Cada um de nós é incompleto sozinho e precisa ser amado para ser inteiro novamente. Nenhum ser humano é auto-suficiente; pelo contrário, todos nós temos a necessidade de uma pessoa que nos complete.

 

Existem pessoas que usam a imagem do amor romântico e o desejo de reencontro com a pessoa amada para descrever um problema político fundamental.

 

Percebo que o “AMOR” tem abrangência muito maior do que pensamos. Podemos amar não apenas uma pessoa; mas a família, os amigos, um país, um povo, os animais, a natureza, um esporte, a humanidade, o trabalho, a caridade, a paz a justiça social etc.

 

Considerar o amor romântico a única forma de amor é insuficiente.

 

Com amor não há violência, ele possui virtudes clássicas de justiça, temperança, moderação e sabedoria.

 

Ame o próximo.

 

Inspiração e dedicação: Víctor Nelson R. L. Carazza

 

 

1 - Aristófanes, em grego antigo Ἀριστοφάνης, (c. 447 a.C. - c. 385 a.C.) foi um dramaturgo grego. É considerado o maior representante da Comédia Antiga.Nasceu em Atenas e, embora sua vida seja pouco conhecida, sua obra permite deduzir que teve uma formação requintada. Aristófanes viveu toda a sua juventude sob o esplendor do Século de Péricles. Aristófanes foi testemunha também do início do fim daquela grande Atenas. Ele viu o início da Guerra do Peloponeso, que arruinou a hélade. Ele, da mesma forma, viu de perto o papel nocivo dos demagogos na destruição econômica, militar e cultural de sua cidade-estado. À sua volta, à volta da acrópole de Atenas, florescia a sofística -a arte da persuasão-, que subvertia os conceitos religiosos, políticos, sociais e culturais da sua civilização. Conta-se que teve dois filhos, que também seguiram a carreira do pai.

2 - Eros ( do grego antigo : Ἔρως , "Sexo Amor"), na mitologia grega , era o deus primordial do amor sexual e beleza.

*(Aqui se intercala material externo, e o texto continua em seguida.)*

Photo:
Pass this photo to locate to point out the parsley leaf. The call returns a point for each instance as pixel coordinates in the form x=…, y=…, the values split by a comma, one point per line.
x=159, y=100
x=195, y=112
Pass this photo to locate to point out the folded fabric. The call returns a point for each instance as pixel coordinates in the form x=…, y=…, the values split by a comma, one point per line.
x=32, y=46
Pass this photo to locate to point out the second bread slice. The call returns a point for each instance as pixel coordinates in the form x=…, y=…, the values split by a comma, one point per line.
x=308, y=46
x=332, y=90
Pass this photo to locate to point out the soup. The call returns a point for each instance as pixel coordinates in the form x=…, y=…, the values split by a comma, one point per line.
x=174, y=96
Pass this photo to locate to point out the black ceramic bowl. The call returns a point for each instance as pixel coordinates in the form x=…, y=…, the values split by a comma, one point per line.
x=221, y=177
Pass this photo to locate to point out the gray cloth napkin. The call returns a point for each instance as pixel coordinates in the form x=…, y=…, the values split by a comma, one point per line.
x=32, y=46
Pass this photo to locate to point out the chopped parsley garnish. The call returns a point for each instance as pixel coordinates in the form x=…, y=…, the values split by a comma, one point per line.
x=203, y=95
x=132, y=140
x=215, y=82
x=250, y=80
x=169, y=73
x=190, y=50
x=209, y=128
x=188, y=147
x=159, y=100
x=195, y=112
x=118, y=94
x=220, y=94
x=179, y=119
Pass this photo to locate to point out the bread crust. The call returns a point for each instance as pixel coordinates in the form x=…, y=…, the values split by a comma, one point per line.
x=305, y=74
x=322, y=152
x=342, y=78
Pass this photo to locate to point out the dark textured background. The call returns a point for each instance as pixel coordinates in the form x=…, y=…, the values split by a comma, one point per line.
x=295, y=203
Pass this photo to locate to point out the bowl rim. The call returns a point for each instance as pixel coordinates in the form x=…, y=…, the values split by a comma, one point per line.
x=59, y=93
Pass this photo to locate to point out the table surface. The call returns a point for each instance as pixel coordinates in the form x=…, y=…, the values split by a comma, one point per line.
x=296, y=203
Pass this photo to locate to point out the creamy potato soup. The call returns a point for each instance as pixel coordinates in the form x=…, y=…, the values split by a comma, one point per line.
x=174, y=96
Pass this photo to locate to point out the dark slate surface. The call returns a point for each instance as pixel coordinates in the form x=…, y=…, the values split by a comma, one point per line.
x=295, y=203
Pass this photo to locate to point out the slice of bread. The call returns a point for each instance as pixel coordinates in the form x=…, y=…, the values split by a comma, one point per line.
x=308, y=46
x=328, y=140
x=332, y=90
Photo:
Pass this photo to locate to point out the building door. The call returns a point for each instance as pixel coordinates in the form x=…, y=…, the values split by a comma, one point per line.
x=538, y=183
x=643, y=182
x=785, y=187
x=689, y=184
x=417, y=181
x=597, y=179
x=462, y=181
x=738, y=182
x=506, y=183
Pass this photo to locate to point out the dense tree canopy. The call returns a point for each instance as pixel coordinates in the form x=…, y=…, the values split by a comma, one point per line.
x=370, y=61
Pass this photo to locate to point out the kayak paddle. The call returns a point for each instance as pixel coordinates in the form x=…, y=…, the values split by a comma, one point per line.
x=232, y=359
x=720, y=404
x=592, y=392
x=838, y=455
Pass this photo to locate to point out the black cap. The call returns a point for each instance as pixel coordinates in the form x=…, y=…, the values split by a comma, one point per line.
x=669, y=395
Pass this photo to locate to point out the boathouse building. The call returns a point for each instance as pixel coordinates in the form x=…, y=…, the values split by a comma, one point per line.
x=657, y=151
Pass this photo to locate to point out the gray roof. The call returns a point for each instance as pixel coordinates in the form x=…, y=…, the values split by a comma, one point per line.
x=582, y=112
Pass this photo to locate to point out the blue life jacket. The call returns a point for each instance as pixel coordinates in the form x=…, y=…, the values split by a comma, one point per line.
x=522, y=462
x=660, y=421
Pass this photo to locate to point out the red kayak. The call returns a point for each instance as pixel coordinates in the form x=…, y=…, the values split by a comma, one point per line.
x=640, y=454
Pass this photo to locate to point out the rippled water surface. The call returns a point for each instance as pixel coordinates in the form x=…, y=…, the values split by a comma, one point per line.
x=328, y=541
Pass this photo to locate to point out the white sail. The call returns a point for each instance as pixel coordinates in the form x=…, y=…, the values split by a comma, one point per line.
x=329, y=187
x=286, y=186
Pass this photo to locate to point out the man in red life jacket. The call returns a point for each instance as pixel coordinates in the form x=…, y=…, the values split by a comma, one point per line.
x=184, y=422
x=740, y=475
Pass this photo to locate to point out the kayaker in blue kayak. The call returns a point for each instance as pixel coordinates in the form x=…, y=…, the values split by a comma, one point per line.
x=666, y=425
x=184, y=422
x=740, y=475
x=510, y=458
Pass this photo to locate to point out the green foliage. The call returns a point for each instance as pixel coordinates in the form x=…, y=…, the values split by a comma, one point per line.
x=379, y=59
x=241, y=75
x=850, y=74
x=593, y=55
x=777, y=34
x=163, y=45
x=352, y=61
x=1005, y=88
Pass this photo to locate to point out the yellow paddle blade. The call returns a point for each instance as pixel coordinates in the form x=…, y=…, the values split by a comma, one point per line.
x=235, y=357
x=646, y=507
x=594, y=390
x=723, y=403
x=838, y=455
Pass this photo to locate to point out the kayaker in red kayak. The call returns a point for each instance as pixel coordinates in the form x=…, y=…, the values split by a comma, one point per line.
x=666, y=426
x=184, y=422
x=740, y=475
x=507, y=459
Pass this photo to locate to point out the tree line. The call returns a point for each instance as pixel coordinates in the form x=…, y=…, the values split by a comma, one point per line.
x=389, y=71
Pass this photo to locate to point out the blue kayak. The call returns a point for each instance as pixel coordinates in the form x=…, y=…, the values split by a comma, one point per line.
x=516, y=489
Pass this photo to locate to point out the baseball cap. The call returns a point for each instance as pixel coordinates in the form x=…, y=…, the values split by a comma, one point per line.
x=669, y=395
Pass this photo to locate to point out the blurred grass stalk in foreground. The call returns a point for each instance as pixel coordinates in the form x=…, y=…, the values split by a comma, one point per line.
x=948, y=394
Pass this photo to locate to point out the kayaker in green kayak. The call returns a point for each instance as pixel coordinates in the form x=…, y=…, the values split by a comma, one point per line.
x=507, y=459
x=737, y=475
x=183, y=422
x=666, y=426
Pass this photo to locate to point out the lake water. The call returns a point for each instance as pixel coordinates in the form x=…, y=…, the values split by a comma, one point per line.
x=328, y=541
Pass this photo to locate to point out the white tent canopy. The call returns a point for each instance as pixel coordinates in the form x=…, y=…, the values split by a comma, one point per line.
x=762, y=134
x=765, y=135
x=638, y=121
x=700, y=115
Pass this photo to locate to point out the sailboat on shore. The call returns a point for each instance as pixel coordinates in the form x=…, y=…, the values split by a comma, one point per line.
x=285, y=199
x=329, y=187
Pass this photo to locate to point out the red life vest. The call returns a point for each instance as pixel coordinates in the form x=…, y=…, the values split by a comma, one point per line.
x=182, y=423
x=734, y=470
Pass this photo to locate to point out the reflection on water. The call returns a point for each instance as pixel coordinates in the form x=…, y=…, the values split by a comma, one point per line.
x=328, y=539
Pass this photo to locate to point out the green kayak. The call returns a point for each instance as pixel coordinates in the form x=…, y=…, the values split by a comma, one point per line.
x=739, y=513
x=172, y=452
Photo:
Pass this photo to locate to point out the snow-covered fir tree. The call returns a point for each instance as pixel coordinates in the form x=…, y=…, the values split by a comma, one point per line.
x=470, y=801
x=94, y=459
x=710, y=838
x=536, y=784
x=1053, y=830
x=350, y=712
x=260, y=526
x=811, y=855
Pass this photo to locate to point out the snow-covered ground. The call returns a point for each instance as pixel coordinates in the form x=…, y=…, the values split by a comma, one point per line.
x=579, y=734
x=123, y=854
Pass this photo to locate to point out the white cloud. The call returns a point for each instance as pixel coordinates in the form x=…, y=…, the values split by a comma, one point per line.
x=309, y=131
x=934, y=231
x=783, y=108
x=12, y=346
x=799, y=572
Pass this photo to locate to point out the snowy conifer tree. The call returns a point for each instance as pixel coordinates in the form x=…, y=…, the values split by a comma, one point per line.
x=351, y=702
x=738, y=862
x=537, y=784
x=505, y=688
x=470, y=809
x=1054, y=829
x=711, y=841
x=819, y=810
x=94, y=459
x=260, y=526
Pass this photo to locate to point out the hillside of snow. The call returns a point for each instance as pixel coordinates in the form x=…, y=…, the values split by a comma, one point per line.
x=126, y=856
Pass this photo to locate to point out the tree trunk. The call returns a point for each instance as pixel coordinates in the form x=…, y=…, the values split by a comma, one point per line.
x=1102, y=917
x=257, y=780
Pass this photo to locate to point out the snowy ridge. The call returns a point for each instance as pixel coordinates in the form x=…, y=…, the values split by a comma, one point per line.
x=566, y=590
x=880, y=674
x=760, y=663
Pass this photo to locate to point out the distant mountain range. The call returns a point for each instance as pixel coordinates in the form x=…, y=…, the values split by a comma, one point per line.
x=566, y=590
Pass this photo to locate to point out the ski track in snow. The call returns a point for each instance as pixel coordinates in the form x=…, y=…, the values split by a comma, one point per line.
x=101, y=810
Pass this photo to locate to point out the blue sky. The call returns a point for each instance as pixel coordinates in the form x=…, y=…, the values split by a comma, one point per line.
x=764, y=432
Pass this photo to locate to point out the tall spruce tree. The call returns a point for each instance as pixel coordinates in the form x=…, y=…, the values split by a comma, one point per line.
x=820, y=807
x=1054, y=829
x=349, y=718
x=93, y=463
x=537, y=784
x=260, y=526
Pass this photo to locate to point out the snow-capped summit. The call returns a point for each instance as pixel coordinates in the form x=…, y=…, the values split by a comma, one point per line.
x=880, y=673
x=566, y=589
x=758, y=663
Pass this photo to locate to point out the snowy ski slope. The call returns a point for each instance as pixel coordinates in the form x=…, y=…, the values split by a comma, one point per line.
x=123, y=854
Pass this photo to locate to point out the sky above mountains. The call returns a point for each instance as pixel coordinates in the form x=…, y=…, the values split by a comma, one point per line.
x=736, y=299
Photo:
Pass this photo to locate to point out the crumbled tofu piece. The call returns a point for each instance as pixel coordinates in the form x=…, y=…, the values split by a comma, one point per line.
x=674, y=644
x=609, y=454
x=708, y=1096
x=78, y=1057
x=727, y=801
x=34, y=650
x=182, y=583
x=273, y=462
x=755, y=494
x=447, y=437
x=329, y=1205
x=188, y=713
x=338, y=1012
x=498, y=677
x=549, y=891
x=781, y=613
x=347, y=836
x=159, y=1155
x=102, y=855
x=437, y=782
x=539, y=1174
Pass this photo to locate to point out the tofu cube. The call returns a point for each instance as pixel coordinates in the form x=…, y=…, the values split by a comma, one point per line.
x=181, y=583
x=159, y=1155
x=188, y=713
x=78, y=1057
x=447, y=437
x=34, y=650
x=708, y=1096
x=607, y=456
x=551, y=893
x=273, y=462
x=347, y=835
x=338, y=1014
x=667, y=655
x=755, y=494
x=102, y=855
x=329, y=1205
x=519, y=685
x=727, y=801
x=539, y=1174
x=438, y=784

Ele era também adorado como uma divindade da fertilidade. Seu Romano contrapartida foi o Cupido ("desejo"), também conhecido como Amor ("amor"). Na Teogonia de Hesíodo faz dele um deus primordial, enquanto em alguns mitos, ele era o filho das divindades Afrodite e Ares. Em Platão, Simpósio, ele foi concebido pelo Poros (abundância) e Penia (Pobreza) com o aniversário de Afrodite. Como Dioniso, era algumas vezes referido como Eleutério, o "libertador".

 

Por: Lucileyma Carazza, em 18/12/2010.